- 205 Okunma
- 1 Yorum
- 1 Beğeni
KİMSE HAYALLERİME YETİŞEMEZ...
Düşlerimin çöken çatısının tam da altında kaldığım ve kırık bir niyaz misali nazımın ihlalinden sökün eden nazenin notalar ve işte aşkın ihbarı ve işte kolaçan etmeden önümü arkamı bir kuş gibi s/ektiğim sözcüklerin ambarında şahit tutulası imgeler barınağında saklı ruhumun musikisi ve sözcüklerin armonisi hüzün kazan ruhum kepçe işveli seyyah rüzgârın albenisinde kendimi kendimden taşıdığım bazen kendimden geçtiğim son olarak da kendimi tek geçtiğim ve işte yürek yarası ve işte beşik kertmem iken sevginin dinmeyen senfonisinde nasıl da g/örgülü bir ç/ağlayanım ben: içime estiğim içime b/aktığım ve ruhumun şüheda geçişlerinde saklı adeta ölümsüzlüğün ansızın da vuku bulan ç/ağrısı…
Seyyah idi kâinat.
Seferi bulutlar kavmi.
Hüzünle özdeş rücu eden yalnızlık göğün mentollü iç çekişi bense derdest olmuş bir keşiş; ruhumsa serkeş bir tınıda sevk ettiği kadar aşkı şiarı ise bir mozaik ve telaşla sevebilmenin verdiği yaşama savaşı.
Tutanaklara geçsin imgeler ama yetmez, hafız…
Tutamağım hayata bir şiirdir deyip de geçmesin ahvalim…
Işık hızında sevebilir ve yazarken derdest olmuş nice hayalim.

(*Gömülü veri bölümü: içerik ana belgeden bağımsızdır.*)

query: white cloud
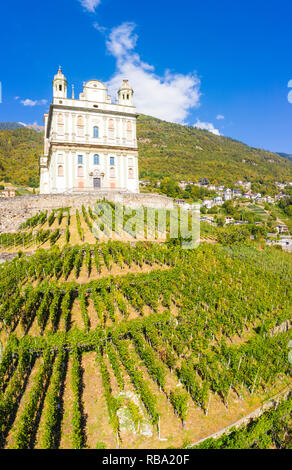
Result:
[20,98,48,107]
[93,23,107,34]
[106,23,200,123]
[194,119,221,135]
[79,0,101,13]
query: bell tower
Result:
[118,80,134,106]
[53,66,67,98]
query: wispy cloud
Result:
[79,0,101,13]
[106,23,200,123]
[93,23,107,34]
[20,98,48,107]
[194,119,221,135]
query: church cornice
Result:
[46,104,139,139]
[50,141,138,152]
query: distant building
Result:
[276,224,289,234]
[40,68,139,194]
[0,189,16,197]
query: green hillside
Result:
[0,127,43,186]
[0,115,292,185]
[138,115,292,183]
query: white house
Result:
[40,68,139,194]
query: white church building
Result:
[40,68,139,194]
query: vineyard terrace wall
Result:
[0,191,173,233]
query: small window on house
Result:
[58,113,64,125]
[58,165,64,176]
[77,165,84,176]
[77,116,84,126]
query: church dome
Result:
[119,79,133,91]
[54,65,66,80]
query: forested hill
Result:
[0,115,292,186]
[0,127,43,187]
[138,115,292,183]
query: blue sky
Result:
[0,0,292,153]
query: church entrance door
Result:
[93,178,100,189]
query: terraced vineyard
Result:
[0,204,292,449]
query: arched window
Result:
[57,113,64,134]
[77,116,84,137]
[58,165,64,176]
[77,165,84,177]
[58,113,64,125]
[58,153,64,163]
[77,116,84,126]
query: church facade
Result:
[40,68,139,194]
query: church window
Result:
[77,165,84,176]
[58,113,64,124]
[77,116,84,137]
[57,113,64,134]
[77,116,84,126]
[58,165,64,176]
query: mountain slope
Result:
[0,122,25,131]
[0,127,43,186]
[278,152,292,161]
[0,115,292,185]
[138,115,292,183]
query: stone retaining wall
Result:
[0,191,173,233]
[188,389,292,448]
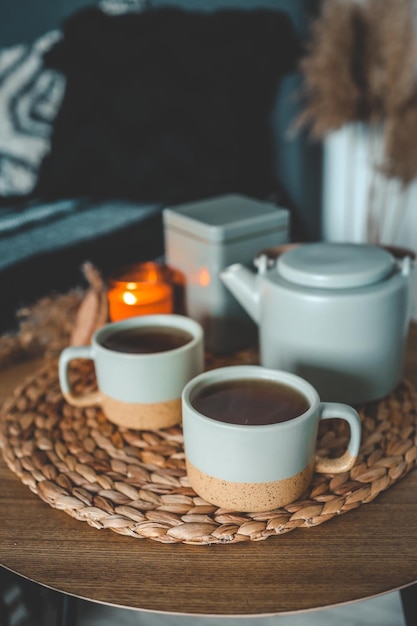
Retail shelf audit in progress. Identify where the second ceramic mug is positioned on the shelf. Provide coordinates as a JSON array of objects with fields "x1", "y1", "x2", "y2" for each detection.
[
  {"x1": 182, "y1": 365, "x2": 361, "y2": 512},
  {"x1": 59, "y1": 315, "x2": 204, "y2": 430}
]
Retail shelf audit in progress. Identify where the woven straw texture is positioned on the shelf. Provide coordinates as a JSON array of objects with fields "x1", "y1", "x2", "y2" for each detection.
[{"x1": 0, "y1": 351, "x2": 417, "y2": 545}]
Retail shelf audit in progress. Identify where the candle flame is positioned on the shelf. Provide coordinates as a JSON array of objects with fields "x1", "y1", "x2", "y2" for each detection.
[
  {"x1": 123, "y1": 291, "x2": 138, "y2": 304},
  {"x1": 198, "y1": 267, "x2": 210, "y2": 287}
]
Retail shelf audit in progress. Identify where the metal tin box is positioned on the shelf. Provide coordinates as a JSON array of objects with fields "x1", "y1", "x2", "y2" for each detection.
[{"x1": 163, "y1": 194, "x2": 289, "y2": 353}]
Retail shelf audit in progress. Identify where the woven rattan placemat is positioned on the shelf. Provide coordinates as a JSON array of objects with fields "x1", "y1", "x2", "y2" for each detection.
[{"x1": 0, "y1": 352, "x2": 417, "y2": 544}]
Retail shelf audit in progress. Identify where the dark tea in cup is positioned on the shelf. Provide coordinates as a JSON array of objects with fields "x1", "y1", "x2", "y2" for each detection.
[
  {"x1": 101, "y1": 326, "x2": 193, "y2": 354},
  {"x1": 191, "y1": 378, "x2": 310, "y2": 426}
]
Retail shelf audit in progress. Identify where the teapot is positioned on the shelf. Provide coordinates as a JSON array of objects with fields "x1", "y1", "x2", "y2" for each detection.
[{"x1": 220, "y1": 242, "x2": 415, "y2": 403}]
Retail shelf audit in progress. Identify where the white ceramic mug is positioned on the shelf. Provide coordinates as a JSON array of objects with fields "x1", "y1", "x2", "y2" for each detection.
[
  {"x1": 59, "y1": 315, "x2": 204, "y2": 430},
  {"x1": 182, "y1": 365, "x2": 361, "y2": 512}
]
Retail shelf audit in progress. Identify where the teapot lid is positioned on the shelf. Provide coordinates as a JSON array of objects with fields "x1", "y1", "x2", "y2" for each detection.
[{"x1": 276, "y1": 242, "x2": 395, "y2": 289}]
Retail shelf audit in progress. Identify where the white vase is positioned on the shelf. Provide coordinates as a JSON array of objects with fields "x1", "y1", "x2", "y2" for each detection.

Göğün o varsıl o tek kanatlı kukumav kuşu elbet sadece ve sadece tek kanadıyla uçabilen kalemim ve kalbim ve neşrim ve nice nesrim ve işte bozguna uğramış bir alfabe misali bozkırların ihlali ve içime çöreklenen hüznün ne çıkar ki olsam müdavimi?
Ben g/örgülü bir keşiş.
Ben ruhumda saklı tuttuğum nice deyiş tadında istimlak edilmiş ulvi duygularımdan çıkıp da yola varamadığım sair yaka.
Taka tuka duygular.
Şerh düşülesi hayat ve hayaller güzergâhı.
Safiyetim.
Aidiyetim.
Azığım.
Sözcüklerin azameti.
Hınca hınç kalbim.
Kurusıkı ruhum.
Sulu göz mealim.
Günlerden değil gecelerden sektiğim.
Zarflar değil zamirler hiç değil gizli bir öznenin değilken müdavimi ve işte aşka şirk koşan bir kavim gönlün de asla muhatap olmadığı bir renk silsilesi ebemkuşağının bozguna uğradığı.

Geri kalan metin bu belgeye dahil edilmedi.